The Blackboard Architecture
The Blackboard is a shared knowledge space where all 58 agents read and write information. It serves as the central nervous system of Cyber Agents.
When an agent discovers a new host, open port, running service, credential, or vulnerability, it posts this finding to the Blackboard with structured metadata. Other agents subscribe to relevant categories. An exploitation agent watching for new vulnerability findings will immediately pick up work posted by enumeration agents. The Moderator Agent monitors the Blackboard for conflicting findings, duplicate efforts, and resource contention, ensuring efficient operation even with 58 concurrent agents.
This architecture enables emergent collaboration — complex multi-step attacks that no single agent could orchestrate alone arise naturally from the interaction of specialists sharing a common knowledge base.
The Moderator Agent
The Moderator Agent is the conductor of the Cyber Agents orchestra. It does not perform any offensive actions itself. Instead, it allocates tasks to the most appropriate specialist agent based on current findings and phase. It manages agent priorities to focus effort on the most promising attack paths. It monitors progress across all 9 phases, ensuring no phase is skipped or neglected. It triggers backtracking when the Attack Tree indicates a dead end, redirecting agents to alternative branches. And it enforces rules of engagement defined during the pre-engagement phase.
The Attack Tree Engine
At the heart of Cyber Agents’ strategic intelligence is the Attack Tree — a dynamic, hierarchical representation of all known and potential attack paths through the target environment.

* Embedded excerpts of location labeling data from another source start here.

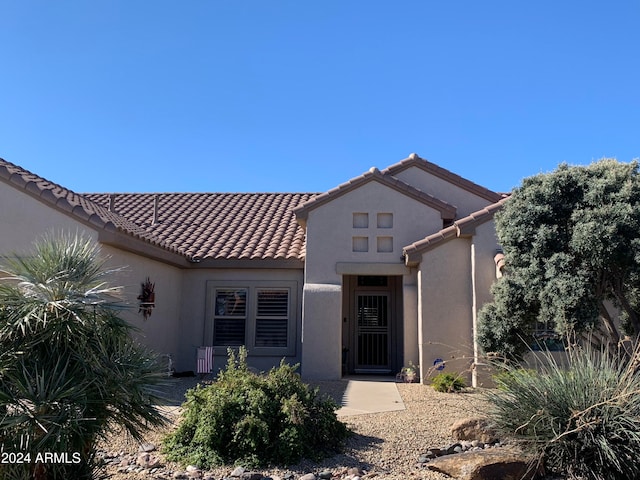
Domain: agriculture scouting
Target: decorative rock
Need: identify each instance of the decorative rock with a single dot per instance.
(146, 460)
(485, 465)
(146, 447)
(251, 476)
(451, 449)
(474, 429)
(237, 472)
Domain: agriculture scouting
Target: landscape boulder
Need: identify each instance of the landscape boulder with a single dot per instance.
(502, 463)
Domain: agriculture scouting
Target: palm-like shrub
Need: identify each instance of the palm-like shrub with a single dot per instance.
(69, 368)
(255, 420)
(580, 420)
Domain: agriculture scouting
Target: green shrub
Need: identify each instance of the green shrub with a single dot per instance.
(256, 420)
(69, 367)
(582, 421)
(448, 382)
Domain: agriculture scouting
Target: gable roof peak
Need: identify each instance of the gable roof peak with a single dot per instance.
(447, 211)
(414, 160)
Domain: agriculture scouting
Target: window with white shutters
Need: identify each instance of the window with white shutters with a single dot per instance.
(230, 317)
(262, 315)
(272, 318)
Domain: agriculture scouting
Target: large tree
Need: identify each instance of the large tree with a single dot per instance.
(571, 240)
(69, 367)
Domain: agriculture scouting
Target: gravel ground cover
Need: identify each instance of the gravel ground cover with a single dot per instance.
(384, 445)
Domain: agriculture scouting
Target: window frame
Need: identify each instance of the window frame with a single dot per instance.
(251, 314)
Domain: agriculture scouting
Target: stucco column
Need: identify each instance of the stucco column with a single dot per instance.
(322, 332)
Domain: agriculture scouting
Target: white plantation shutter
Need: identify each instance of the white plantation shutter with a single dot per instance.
(272, 317)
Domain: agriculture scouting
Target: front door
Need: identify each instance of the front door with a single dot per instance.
(373, 332)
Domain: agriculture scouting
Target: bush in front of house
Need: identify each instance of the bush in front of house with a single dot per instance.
(255, 420)
(448, 382)
(581, 421)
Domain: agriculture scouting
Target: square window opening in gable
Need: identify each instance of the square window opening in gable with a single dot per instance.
(385, 220)
(360, 220)
(385, 244)
(360, 244)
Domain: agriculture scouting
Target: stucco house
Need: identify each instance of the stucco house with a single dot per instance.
(387, 269)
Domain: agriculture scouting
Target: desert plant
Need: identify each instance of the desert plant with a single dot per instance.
(581, 420)
(257, 420)
(448, 382)
(69, 368)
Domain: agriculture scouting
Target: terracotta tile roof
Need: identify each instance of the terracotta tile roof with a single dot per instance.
(415, 161)
(447, 211)
(65, 200)
(197, 226)
(462, 227)
(216, 226)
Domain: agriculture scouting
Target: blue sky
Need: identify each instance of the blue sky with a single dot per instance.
(162, 96)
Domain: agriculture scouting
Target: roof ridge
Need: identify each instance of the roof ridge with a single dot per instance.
(70, 202)
(446, 210)
(440, 172)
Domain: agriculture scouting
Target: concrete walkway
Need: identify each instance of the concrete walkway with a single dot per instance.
(370, 395)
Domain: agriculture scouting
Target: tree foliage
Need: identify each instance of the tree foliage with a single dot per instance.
(69, 368)
(571, 240)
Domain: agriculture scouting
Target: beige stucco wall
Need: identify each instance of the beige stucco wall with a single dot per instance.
(455, 282)
(465, 201)
(197, 330)
(330, 233)
(23, 219)
(161, 330)
(445, 308)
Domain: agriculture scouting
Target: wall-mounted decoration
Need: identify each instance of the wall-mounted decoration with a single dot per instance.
(147, 298)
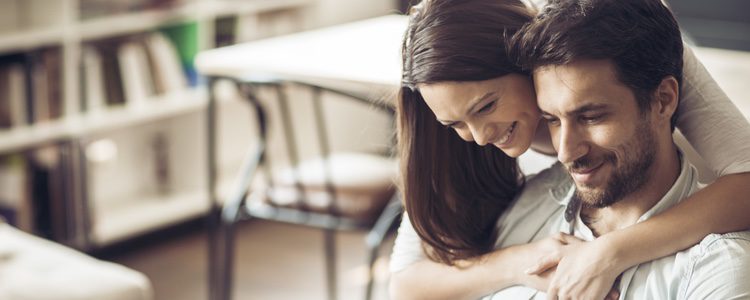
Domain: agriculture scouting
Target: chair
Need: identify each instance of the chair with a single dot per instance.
(329, 192)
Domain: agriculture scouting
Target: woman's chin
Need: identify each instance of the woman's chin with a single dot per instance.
(514, 150)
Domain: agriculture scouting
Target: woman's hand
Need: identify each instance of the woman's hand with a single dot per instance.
(583, 270)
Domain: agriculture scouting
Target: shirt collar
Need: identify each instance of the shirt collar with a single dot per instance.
(683, 186)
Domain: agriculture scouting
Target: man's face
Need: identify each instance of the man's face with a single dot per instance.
(604, 140)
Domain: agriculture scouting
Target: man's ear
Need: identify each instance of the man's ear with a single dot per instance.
(666, 98)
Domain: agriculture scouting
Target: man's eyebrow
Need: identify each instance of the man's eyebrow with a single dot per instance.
(588, 107)
(476, 101)
(580, 110)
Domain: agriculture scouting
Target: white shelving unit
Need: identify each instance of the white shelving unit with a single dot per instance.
(118, 216)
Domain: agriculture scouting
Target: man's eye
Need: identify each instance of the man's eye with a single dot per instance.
(487, 107)
(591, 119)
(552, 121)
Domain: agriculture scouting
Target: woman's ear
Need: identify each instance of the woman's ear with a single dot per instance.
(666, 98)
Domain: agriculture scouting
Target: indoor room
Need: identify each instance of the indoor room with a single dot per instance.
(269, 149)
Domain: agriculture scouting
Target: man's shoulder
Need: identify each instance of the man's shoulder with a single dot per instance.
(720, 248)
(534, 206)
(718, 267)
(553, 182)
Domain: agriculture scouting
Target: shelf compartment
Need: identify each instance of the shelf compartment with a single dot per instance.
(128, 218)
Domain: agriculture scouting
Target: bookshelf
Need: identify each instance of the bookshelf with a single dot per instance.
(102, 162)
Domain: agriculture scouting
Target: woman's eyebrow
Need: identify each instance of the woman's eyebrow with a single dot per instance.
(475, 102)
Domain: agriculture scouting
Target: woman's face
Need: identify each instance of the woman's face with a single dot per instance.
(500, 111)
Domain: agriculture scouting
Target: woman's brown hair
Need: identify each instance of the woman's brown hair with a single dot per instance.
(454, 191)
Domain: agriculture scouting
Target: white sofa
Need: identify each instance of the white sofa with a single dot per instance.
(32, 268)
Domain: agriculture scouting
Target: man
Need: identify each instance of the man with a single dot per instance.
(607, 75)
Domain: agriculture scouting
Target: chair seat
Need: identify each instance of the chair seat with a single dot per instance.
(362, 183)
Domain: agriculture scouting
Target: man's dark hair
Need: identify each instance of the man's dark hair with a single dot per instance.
(640, 37)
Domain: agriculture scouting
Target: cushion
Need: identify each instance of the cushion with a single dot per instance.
(32, 268)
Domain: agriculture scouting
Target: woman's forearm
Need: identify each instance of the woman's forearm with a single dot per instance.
(430, 280)
(721, 207)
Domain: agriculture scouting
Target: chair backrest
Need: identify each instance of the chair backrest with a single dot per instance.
(332, 189)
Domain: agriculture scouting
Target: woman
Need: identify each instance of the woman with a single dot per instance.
(455, 190)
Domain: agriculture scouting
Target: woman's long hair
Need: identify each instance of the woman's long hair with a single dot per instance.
(454, 191)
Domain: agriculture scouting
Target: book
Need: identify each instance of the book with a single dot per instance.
(112, 76)
(135, 73)
(17, 96)
(15, 204)
(166, 66)
(185, 39)
(5, 113)
(94, 94)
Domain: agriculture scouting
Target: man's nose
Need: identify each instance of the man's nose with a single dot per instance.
(482, 134)
(571, 145)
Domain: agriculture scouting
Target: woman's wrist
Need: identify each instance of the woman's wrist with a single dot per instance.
(617, 250)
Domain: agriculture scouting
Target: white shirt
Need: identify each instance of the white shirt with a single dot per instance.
(716, 268)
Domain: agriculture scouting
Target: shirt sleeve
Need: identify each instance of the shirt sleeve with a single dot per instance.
(720, 268)
(407, 248)
(711, 122)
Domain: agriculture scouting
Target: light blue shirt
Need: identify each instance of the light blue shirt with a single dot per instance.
(717, 268)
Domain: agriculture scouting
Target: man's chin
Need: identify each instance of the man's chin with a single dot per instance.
(590, 196)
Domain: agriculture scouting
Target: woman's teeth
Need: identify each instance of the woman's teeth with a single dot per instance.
(505, 138)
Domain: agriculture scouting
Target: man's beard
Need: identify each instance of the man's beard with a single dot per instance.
(627, 177)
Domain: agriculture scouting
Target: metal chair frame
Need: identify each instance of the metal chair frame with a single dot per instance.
(222, 220)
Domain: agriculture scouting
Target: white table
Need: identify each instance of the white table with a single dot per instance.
(369, 53)
(366, 55)
(365, 52)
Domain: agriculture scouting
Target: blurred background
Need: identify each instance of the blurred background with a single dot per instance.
(102, 133)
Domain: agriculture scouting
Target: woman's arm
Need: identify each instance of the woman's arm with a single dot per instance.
(414, 276)
(721, 135)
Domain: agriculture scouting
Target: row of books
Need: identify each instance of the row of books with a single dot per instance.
(100, 8)
(130, 70)
(34, 193)
(127, 70)
(24, 14)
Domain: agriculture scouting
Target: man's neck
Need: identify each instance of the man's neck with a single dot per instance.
(627, 211)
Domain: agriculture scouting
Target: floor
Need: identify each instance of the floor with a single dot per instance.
(274, 261)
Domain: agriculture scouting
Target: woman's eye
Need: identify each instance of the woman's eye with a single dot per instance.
(487, 107)
(552, 121)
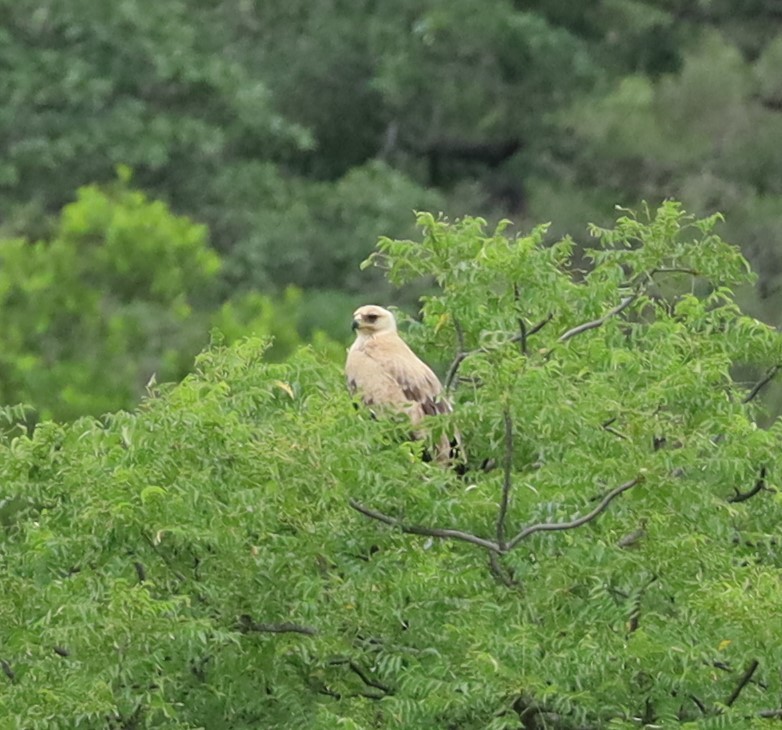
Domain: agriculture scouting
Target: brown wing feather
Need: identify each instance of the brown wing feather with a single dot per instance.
(386, 371)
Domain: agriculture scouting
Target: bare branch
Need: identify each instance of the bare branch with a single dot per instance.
(450, 376)
(457, 325)
(463, 354)
(362, 675)
(506, 479)
(446, 534)
(743, 682)
(595, 323)
(769, 376)
(247, 625)
(534, 330)
(674, 270)
(760, 484)
(522, 326)
(556, 526)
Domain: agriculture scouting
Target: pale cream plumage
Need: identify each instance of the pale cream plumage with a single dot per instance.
(385, 372)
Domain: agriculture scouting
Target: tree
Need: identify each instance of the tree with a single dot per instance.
(245, 549)
(109, 301)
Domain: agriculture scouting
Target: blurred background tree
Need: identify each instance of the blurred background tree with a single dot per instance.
(298, 133)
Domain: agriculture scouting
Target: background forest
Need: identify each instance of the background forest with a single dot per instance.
(169, 167)
(198, 530)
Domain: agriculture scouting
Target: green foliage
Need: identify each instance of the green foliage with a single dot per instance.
(211, 560)
(91, 314)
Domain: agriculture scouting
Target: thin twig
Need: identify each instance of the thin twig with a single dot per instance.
(506, 478)
(759, 485)
(454, 367)
(533, 330)
(769, 376)
(522, 326)
(427, 531)
(743, 682)
(463, 354)
(556, 526)
(606, 425)
(247, 625)
(700, 705)
(595, 323)
(449, 534)
(502, 574)
(362, 675)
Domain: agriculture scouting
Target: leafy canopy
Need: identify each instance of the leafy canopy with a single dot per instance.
(246, 550)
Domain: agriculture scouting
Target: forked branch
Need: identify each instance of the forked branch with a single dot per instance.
(558, 526)
(463, 536)
(595, 323)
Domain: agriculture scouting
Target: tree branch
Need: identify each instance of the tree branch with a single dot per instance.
(462, 355)
(557, 526)
(427, 531)
(595, 323)
(769, 376)
(759, 485)
(506, 479)
(247, 625)
(362, 675)
(743, 682)
(522, 326)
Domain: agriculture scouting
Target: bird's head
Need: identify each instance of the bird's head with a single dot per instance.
(373, 320)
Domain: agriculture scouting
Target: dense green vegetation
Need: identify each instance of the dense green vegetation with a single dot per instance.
(246, 550)
(299, 132)
(220, 540)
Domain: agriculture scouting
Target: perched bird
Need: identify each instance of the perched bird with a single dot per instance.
(386, 373)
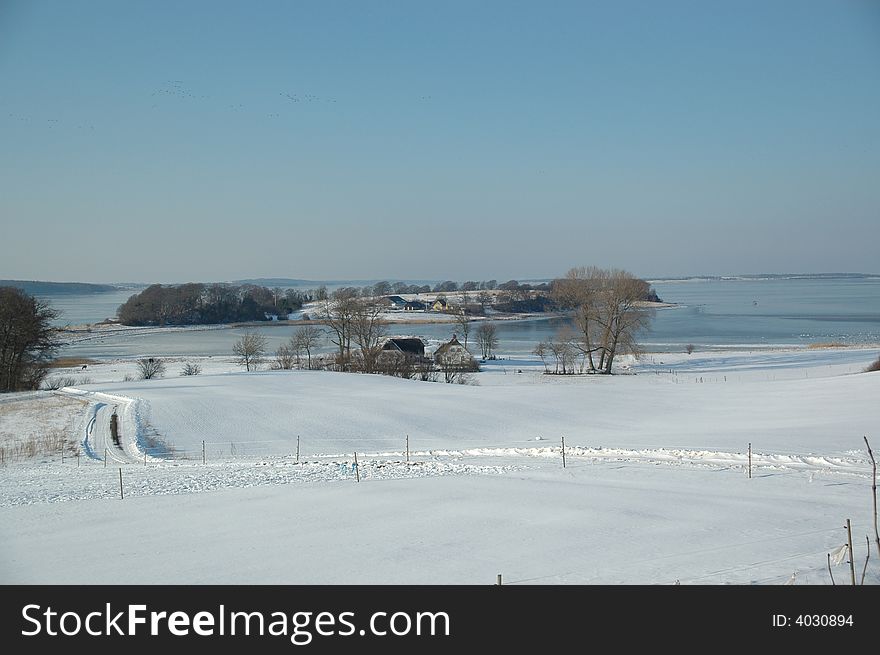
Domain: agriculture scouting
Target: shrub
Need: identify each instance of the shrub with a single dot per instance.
(150, 368)
(53, 384)
(191, 368)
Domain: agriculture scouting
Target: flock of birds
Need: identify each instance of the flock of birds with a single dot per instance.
(176, 90)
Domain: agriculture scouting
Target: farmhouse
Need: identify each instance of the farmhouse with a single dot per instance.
(452, 353)
(406, 348)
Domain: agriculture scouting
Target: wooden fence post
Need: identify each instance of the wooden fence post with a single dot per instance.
(852, 555)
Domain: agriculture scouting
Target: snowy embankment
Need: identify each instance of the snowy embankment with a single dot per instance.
(334, 413)
(655, 486)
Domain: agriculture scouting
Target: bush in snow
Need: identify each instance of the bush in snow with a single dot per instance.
(190, 369)
(150, 368)
(53, 384)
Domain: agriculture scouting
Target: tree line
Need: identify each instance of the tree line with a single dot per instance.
(200, 304)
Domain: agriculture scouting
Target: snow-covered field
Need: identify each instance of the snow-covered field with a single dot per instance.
(655, 487)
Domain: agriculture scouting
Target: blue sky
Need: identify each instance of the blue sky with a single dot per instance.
(174, 141)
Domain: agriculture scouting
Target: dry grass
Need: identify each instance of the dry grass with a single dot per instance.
(39, 426)
(70, 362)
(51, 443)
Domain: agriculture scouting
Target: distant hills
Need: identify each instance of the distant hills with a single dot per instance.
(38, 288)
(296, 282)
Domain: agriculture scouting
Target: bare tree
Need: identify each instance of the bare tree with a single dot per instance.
(487, 338)
(622, 316)
(285, 357)
(484, 299)
(368, 328)
(306, 339)
(561, 346)
(191, 368)
(579, 290)
(250, 350)
(609, 312)
(463, 323)
(151, 367)
(541, 351)
(338, 313)
(27, 339)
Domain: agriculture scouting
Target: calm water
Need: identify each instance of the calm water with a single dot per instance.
(711, 313)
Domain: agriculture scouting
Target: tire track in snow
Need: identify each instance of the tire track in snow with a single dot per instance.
(96, 438)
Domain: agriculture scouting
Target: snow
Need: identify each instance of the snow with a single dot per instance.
(655, 487)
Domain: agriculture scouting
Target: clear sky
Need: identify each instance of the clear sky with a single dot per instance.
(174, 141)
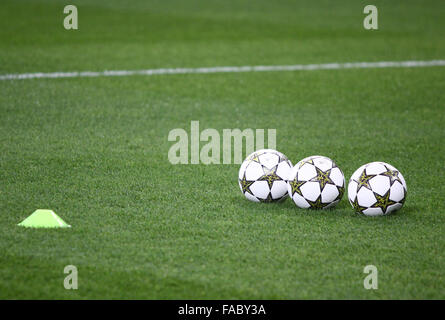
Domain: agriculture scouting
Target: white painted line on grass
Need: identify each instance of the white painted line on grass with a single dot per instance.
(296, 67)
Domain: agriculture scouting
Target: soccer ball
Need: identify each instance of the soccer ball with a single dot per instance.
(316, 182)
(263, 176)
(376, 188)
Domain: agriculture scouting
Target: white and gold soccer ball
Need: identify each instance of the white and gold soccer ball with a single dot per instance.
(376, 188)
(316, 182)
(263, 176)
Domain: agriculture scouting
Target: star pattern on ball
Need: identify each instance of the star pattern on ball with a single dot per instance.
(357, 206)
(254, 158)
(317, 204)
(310, 161)
(322, 178)
(383, 202)
(363, 181)
(404, 196)
(245, 184)
(295, 186)
(393, 175)
(282, 158)
(270, 175)
(268, 199)
(341, 192)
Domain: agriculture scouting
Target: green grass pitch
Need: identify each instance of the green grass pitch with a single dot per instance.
(94, 150)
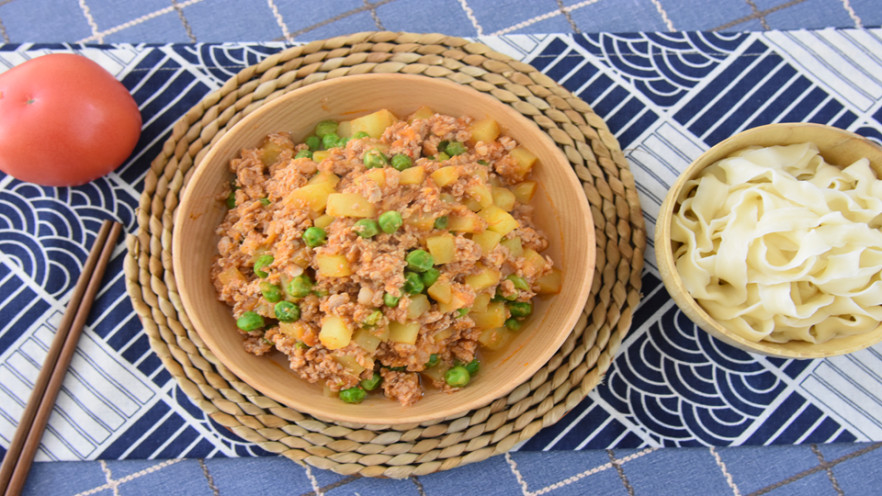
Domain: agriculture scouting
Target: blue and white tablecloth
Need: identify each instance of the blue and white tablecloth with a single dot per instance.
(666, 96)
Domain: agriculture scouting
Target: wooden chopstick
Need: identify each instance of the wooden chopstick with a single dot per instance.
(20, 455)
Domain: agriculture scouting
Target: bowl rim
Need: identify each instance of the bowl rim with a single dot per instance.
(585, 282)
(671, 278)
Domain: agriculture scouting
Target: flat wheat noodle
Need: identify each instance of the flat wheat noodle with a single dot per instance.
(400, 451)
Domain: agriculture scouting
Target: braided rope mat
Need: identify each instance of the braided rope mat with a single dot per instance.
(395, 451)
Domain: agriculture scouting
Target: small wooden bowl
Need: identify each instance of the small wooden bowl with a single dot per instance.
(561, 210)
(838, 147)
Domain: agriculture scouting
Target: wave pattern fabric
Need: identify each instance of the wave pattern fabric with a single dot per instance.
(667, 97)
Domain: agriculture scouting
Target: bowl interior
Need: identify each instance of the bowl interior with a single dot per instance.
(561, 210)
(838, 147)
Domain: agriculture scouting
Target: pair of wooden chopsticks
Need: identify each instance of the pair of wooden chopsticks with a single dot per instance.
(20, 455)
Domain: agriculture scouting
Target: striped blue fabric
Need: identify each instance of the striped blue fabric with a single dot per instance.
(665, 96)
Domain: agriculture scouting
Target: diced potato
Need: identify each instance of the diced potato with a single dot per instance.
(495, 338)
(332, 266)
(481, 302)
(419, 304)
(504, 198)
(344, 129)
(481, 193)
(423, 112)
(487, 240)
(524, 191)
(465, 222)
(366, 340)
(445, 175)
(484, 278)
(486, 130)
(378, 176)
(514, 246)
(436, 373)
(350, 364)
(230, 274)
(335, 333)
(550, 282)
(471, 204)
(441, 291)
(349, 205)
(374, 124)
(498, 220)
(524, 160)
(323, 221)
(442, 248)
(314, 196)
(404, 333)
(493, 316)
(412, 175)
(324, 177)
(534, 261)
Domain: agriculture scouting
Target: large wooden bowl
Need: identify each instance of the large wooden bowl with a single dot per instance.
(561, 210)
(838, 147)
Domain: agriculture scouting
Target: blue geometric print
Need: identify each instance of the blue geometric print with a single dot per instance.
(670, 385)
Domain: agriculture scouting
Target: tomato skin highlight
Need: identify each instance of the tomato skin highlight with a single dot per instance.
(64, 121)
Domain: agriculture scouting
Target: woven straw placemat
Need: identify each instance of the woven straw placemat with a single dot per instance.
(399, 451)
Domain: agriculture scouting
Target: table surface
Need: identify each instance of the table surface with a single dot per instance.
(845, 468)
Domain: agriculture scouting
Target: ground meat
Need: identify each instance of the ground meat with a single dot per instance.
(277, 198)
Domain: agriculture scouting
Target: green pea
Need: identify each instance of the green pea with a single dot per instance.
(520, 308)
(250, 321)
(455, 148)
(314, 236)
(390, 300)
(313, 142)
(519, 282)
(374, 159)
(374, 318)
(325, 128)
(330, 141)
(366, 228)
(390, 221)
(371, 383)
(433, 360)
(401, 161)
(419, 260)
(473, 367)
(352, 395)
(457, 376)
(271, 292)
(300, 286)
(287, 311)
(261, 262)
(412, 283)
(430, 276)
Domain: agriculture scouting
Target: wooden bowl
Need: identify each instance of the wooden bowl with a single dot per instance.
(561, 210)
(838, 147)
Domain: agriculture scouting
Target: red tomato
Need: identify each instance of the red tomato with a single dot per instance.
(64, 121)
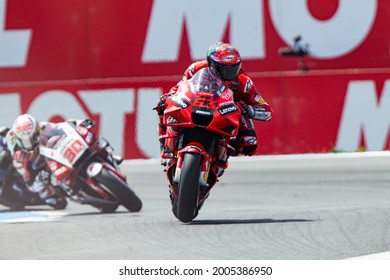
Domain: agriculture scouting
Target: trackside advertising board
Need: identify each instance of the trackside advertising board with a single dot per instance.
(111, 60)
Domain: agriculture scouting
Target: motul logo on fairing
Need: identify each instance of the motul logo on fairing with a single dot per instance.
(226, 110)
(179, 102)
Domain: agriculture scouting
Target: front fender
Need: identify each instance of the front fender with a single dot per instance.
(94, 169)
(196, 148)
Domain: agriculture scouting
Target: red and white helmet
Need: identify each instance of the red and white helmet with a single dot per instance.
(225, 59)
(26, 129)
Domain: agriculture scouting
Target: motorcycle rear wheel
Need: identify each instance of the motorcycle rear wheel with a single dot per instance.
(189, 187)
(120, 190)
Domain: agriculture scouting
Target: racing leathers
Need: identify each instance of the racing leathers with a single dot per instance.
(33, 169)
(246, 96)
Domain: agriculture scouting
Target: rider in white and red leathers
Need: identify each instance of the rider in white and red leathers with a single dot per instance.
(23, 141)
(226, 61)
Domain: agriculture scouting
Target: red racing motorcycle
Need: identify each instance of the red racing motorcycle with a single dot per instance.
(201, 118)
(82, 165)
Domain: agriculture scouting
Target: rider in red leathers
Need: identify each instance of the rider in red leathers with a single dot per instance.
(226, 61)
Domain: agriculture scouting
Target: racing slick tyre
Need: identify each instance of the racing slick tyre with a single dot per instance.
(189, 187)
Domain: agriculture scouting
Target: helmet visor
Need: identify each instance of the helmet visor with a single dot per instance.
(229, 72)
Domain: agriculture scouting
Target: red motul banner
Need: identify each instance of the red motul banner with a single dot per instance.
(110, 60)
(77, 39)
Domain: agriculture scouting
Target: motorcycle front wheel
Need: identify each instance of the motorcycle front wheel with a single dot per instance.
(189, 187)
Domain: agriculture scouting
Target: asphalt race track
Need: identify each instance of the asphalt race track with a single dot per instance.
(303, 207)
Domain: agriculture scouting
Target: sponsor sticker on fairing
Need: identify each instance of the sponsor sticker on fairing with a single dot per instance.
(227, 109)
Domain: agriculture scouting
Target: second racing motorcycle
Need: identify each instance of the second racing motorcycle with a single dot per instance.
(83, 166)
(201, 118)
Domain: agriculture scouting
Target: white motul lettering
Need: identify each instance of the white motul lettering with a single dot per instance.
(56, 103)
(206, 23)
(335, 37)
(9, 108)
(14, 44)
(147, 120)
(112, 105)
(363, 113)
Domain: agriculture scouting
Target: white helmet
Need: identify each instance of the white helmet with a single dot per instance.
(26, 129)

As the engagement progresses, the Attack Tree grows. Each new finding — a host, service, vulnerability, credential — creates new branches in the tree, representing potential next steps. The engine continuously evaluates which branches are most promising based on the likelihood of success, potential impact, and current phase objectives.
When an agent exhausts a branch — exploitation fails, access is denied, a service is patched — the engine automatically backtracks to the nearest viable decision point and selects the next most promising branch. The combination of tree expansion and backtracking ensures that Cyber Agents explores the attack surface with the thoroughness of an expert pentester who systematically tries every viable approach.
This is fundamentally different from the linear playbook approach used by most automated tools. Cyber Agents doesn’t follow a script — it reasons about the best path forward, adapts when things don’t work, and always has a fallback strategy.